Very interesting chapter. I might have missed it, but did you mention that 26 of the Dare Stones were found by farmers in the Nacoochee Valley or Upper Chattahoochee Valley long before THE Dare Stone was found up near Roanoke Island? Archaeologist Robert Wauchope, a recent graduate of Harvard, urged the farmers to take them to Brenau. THEN Wauchope found two more himself while excavating archaeological sites. The public was never told this, because North Carolina quickly offered him a big raise, if he would immediately leave the University of Georgia, mid-semester and take a position at UNC. Apparently, another condition was that he would not publish his findings in the Nacoochee Valley for 20 years. He did not start writing the book (report) until 1959. It was published in 1966, but not to the general public. It was Wauchope who arranged for his former Harvard professors to inspect the stone tablets at Brenau. Brenau is now a university.
Donald Yates
14 February, 2020 at 10:06 pm
Duly noted, thanks, Richard. This is one of the great coverups of American history…among many.
Jim Miller
14 February, 2020 at 8:14 am
This chapter 7 is great! I have many ancestors who settled in North Carolina, and have studied and read much of the history and historical fiction related to the 16th, 17th, and 18th Century of that area. The history of the Lost Colony, has intrigued me. I have traced many of my forefathers back to the Revolutionary war, many of them were Scotch Irish, and I knew there was some Native American Blood in my veins. I took two DNA tests from “Leading Companies” and none of the results showed Native American heritage, but they did show some of my ancestral heritage that Dr. Yates determines to be indicative of Native American blood.

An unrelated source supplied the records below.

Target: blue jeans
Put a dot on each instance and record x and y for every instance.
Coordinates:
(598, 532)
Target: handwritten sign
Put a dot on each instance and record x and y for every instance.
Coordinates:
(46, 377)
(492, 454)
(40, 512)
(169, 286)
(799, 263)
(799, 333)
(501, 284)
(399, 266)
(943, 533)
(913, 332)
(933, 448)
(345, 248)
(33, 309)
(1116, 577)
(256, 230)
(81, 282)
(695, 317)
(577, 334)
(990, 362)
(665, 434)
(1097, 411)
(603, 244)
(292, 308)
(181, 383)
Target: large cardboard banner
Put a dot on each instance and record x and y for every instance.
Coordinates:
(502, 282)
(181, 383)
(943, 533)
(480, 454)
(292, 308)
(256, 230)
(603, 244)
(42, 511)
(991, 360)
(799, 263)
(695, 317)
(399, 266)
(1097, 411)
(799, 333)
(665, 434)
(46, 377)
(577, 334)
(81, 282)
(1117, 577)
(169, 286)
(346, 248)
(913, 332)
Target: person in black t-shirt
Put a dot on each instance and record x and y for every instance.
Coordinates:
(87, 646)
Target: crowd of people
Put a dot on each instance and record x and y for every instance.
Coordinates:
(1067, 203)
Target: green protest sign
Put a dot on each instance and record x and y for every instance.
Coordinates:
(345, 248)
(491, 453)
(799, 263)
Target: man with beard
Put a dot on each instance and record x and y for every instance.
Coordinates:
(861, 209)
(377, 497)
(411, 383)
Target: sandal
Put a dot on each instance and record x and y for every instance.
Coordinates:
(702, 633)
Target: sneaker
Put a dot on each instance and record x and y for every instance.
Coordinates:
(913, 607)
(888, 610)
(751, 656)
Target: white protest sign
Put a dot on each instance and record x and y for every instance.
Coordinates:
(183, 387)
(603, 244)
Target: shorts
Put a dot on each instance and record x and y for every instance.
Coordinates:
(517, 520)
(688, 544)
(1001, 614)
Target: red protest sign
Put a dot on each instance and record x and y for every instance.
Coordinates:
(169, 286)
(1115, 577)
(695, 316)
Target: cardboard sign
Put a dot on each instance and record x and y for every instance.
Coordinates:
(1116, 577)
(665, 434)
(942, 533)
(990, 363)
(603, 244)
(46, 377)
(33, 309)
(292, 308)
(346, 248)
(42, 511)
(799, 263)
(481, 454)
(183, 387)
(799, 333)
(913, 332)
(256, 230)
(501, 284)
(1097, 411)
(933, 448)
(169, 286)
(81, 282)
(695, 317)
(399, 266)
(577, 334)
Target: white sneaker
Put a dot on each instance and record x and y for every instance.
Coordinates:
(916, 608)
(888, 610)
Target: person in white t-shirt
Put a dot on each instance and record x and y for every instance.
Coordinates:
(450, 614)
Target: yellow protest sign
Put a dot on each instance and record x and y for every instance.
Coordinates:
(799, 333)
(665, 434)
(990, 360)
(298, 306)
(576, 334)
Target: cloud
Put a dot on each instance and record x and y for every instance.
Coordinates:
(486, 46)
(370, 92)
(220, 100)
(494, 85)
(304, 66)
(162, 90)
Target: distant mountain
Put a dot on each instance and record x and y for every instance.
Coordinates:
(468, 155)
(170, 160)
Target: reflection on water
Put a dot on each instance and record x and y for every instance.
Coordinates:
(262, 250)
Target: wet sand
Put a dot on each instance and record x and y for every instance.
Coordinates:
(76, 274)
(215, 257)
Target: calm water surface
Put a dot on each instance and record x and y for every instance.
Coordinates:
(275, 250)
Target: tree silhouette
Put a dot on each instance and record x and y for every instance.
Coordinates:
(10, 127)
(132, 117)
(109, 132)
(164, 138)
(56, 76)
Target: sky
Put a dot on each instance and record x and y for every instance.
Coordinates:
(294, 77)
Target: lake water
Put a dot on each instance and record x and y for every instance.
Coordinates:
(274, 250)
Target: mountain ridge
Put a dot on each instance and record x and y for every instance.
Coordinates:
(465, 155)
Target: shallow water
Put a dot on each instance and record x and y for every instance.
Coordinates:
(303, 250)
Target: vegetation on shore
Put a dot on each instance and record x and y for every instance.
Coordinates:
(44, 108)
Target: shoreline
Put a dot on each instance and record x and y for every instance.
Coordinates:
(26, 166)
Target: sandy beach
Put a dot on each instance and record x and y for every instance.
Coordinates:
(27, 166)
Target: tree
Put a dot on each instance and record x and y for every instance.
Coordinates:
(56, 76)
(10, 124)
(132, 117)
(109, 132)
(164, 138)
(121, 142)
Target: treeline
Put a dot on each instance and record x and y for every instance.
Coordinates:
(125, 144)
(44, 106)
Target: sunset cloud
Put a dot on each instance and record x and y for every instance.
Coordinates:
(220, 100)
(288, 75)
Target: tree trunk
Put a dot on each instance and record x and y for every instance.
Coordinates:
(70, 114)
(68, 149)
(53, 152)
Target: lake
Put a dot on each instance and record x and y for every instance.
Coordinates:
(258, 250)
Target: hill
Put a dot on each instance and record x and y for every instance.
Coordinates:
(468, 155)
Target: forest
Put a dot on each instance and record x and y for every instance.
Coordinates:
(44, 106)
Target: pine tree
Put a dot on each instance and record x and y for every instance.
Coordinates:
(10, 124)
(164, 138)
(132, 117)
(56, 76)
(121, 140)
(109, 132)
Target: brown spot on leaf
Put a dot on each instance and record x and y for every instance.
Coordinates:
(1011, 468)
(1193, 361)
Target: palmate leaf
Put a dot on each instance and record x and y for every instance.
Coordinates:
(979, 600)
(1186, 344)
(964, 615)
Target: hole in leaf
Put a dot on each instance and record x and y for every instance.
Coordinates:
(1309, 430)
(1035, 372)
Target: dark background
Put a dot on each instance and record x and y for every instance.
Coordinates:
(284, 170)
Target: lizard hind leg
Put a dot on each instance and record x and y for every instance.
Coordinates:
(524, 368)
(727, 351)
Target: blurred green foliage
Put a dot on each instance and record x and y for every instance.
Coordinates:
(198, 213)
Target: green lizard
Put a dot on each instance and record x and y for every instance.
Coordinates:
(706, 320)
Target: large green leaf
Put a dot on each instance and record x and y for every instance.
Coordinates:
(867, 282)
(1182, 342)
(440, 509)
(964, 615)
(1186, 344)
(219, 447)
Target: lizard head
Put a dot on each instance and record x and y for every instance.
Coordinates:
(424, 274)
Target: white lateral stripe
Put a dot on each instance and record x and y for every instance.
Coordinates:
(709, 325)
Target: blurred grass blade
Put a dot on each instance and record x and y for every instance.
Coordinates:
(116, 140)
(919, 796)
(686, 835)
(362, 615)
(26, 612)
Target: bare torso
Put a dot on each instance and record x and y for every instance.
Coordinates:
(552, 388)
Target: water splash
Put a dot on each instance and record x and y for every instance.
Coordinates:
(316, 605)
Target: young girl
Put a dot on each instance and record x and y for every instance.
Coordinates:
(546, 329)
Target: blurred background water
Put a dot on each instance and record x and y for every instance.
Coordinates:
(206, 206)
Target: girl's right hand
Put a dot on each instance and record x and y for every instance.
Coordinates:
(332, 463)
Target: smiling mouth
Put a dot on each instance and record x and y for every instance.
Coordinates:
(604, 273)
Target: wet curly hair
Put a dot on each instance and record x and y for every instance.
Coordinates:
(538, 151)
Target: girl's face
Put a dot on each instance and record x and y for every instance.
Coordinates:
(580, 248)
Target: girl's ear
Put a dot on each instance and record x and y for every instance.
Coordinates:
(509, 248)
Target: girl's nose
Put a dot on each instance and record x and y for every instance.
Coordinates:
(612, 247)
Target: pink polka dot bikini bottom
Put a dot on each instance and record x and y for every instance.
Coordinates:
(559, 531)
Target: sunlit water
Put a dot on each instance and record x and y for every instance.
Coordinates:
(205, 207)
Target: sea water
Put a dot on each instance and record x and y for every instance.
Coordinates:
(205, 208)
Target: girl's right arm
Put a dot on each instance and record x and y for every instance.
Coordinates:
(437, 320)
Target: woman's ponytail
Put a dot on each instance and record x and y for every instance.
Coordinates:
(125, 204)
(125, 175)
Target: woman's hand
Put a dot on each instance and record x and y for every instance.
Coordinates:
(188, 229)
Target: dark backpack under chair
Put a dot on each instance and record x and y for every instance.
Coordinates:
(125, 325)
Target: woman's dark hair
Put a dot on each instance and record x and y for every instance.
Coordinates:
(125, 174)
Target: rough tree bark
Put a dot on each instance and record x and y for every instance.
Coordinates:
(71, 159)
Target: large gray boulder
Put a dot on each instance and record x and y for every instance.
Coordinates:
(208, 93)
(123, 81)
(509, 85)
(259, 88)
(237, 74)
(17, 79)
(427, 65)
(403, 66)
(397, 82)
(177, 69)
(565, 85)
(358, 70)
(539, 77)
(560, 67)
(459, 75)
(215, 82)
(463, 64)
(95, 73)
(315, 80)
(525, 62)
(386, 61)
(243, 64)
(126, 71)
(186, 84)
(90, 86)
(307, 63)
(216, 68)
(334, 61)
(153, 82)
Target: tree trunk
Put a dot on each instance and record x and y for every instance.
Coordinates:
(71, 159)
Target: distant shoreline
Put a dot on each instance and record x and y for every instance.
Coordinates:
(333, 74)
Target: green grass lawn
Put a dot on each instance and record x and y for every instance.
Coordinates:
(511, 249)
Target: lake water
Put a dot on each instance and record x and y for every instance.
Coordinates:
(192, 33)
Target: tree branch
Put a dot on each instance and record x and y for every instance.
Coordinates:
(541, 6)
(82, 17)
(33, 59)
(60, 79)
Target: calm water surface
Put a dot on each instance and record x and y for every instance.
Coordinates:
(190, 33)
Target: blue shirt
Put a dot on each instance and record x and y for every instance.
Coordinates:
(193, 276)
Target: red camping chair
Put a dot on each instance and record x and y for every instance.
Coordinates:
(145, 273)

Then one day I came in contact with DNA Consultants, and their specific test for finding the Native American heritage I knew was there. I even have a gg grandmother who is on the Dawes Rolls and is listed as Cherokee!
I took the DNA Fingerprint + Test and, and I didn’t give DNA Consultants any information at all concerning what I already knew. When I got the results back from the Test, Susan Levin, who was the Investigator on my test, found that I was associated with the Lumbee Tribe of North, Carolina! As far as I am concerned, this test had nailed it! The Lumbee tribe has an interesting history, and remnants of several tribes left behind during the removal, came together and stayed in North, Carolina, and the tribe got its name from the Lumbee river, where they lived. I assume some Cherokees and Catawba might have been part of that group. There is even a strong indication that the Lost Colony and Virginia Dare, may have been intermarried with this tribe.